Put spinach in a wire sieve and run under lukewarm water until thawed. A handful at a time, squeeze the moisture out of the spinach and transfer spinach to a large bowl.

Add the sour cream, mayonnaise, scallions, parsley, dill, leek soup and salad seasoning and mix well. Cover and refrigerate until ready to serve.

Yield: About 5 1/2 cups, enough for 20 appetizer servings

Approximate nutrition per serving: Unable to calculate.

Cheese Straws

From “Barefoot in Paris,” by Ina Garten

2 sheets (1 box) frozen puff pastry (such as Pepperidge Farm), defrosted overnight in the refrigerator

Flour, for dusting

1 extra-large egg

1 tablespoon water

1/2 cup freshly grated Parmesan

1 cup finely grated Gruyère cheese

1 teaspoon minced fresh thyme leaves

1 teaspoon kosher salt

Freshly ground black pepper

Preheat oven to 375 degrees.

Roll out each sheet of puff pastry on a lightly floured board until it is 10-by-12-inches. Beat the egg with 1 tablespoon of water and brush the surface of the pastry. Sprinkle each sheet evenly with 1/4 cup of the Parmesan, 1/2 cup of the Gruyère, 1/2 teaspoon of the thyme, 1/2 teaspoon of the salt, and some pepper. With the rolling pin, lightly press the flavorings into the puff pastry. Cut each sheet crosswise with a floured knife or pizza wheel into 11 or 12 strips. Twist each strip and lay on baking sheets lined with parchment paper.

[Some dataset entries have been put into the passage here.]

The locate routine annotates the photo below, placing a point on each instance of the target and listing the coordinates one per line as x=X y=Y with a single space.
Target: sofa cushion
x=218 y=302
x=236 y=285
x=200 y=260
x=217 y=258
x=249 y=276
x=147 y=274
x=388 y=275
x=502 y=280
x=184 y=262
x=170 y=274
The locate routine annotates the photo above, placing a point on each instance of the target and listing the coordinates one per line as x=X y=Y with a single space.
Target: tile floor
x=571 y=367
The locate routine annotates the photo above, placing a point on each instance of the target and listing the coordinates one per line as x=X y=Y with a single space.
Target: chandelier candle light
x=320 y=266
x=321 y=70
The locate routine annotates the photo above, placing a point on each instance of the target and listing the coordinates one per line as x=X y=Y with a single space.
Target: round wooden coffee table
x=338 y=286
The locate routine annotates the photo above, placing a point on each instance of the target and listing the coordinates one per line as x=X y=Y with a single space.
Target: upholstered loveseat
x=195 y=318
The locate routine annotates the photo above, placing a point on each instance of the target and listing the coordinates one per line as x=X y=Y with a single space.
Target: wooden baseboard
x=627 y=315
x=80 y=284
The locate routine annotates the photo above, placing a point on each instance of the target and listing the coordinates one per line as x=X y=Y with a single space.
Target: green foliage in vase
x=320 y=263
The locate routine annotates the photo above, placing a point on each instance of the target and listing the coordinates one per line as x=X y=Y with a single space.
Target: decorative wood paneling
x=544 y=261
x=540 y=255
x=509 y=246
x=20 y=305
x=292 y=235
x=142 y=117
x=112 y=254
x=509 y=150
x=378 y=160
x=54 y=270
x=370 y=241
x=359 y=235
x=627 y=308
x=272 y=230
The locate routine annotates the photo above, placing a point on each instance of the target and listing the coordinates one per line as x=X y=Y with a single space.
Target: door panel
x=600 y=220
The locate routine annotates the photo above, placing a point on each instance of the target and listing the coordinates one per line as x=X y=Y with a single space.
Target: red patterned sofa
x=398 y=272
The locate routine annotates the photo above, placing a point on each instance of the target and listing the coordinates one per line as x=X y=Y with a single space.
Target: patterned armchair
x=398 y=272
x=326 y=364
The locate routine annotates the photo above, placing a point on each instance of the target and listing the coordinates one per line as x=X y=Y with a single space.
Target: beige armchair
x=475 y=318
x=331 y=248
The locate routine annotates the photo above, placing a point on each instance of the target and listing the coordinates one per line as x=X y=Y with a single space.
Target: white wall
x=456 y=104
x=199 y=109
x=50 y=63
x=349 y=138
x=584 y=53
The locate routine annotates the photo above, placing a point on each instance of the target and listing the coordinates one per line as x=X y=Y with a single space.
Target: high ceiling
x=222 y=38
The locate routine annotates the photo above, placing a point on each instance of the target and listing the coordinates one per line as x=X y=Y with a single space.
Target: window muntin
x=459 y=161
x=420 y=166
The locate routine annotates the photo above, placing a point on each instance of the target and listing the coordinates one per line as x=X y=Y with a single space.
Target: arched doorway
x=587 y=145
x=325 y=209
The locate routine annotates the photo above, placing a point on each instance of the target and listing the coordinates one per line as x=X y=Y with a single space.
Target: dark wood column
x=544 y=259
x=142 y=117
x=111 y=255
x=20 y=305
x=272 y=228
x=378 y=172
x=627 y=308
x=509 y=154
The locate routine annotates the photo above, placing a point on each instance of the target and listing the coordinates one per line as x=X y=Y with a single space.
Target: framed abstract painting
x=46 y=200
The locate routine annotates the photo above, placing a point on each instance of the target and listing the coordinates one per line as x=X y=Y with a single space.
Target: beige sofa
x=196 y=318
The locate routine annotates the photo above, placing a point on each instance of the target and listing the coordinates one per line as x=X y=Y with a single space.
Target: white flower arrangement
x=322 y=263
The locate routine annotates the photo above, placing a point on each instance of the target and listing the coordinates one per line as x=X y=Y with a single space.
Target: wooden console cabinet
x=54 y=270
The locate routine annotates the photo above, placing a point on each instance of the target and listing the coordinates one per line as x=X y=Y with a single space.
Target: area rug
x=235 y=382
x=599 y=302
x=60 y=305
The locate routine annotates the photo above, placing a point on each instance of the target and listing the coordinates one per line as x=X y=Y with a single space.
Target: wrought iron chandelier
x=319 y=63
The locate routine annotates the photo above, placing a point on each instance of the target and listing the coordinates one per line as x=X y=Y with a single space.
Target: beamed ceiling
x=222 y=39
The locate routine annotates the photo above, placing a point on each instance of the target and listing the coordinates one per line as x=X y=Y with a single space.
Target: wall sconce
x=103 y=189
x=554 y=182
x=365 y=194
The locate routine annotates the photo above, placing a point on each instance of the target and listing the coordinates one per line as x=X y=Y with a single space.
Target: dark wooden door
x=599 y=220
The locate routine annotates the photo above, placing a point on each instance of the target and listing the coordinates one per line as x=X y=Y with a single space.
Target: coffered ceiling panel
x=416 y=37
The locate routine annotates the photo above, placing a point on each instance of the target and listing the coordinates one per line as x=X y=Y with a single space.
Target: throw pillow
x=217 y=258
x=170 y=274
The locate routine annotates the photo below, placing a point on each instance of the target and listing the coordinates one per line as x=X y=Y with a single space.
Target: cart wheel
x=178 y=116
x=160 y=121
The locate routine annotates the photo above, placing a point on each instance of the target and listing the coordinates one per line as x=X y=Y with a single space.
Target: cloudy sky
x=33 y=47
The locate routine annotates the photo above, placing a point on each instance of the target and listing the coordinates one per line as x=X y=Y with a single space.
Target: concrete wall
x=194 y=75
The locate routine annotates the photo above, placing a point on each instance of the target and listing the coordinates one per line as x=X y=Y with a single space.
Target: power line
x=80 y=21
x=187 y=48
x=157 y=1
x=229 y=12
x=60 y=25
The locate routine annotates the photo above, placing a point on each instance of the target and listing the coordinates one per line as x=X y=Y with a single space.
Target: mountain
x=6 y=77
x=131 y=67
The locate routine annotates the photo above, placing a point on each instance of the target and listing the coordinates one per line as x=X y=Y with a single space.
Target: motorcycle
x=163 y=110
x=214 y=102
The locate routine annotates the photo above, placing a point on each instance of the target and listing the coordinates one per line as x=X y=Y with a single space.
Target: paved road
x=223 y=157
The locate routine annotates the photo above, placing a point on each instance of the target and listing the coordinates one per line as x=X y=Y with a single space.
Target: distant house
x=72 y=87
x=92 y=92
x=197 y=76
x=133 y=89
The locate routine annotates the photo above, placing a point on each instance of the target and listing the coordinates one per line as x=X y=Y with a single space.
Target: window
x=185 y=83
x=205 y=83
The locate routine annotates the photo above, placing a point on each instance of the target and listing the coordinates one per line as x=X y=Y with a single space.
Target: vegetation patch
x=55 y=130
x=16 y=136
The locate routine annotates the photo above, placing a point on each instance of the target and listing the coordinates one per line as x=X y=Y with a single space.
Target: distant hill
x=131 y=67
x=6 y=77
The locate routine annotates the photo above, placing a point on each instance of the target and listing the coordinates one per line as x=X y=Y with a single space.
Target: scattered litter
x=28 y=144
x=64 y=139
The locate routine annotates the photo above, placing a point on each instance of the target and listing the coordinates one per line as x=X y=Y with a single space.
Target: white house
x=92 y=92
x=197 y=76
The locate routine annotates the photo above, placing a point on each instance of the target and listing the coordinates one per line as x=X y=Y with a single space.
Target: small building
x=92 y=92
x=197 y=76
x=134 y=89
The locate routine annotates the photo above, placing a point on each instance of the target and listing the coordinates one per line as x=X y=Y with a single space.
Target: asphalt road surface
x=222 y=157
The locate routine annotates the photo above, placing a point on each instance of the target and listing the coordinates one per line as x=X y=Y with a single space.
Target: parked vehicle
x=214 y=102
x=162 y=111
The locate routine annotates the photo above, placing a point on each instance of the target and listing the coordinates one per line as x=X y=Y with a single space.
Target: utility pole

Bake for 10 to 15 minutes, or until lightly browned and puffed. Turn each straw and bake for another 2 minutes. Don’t over bake or the cheese will burn. Cool and serve at room temperature.

Yield: 22 to 24 cheese straws

Approximate nutrition per serving: 146 calories, 10 grams fat (2 grams saturated, 63 percent fat calories), 9 grams carbohydrate, 17 milligrams cholesterol, less than 1 gram dietary fiber, 157 milligrams sodium.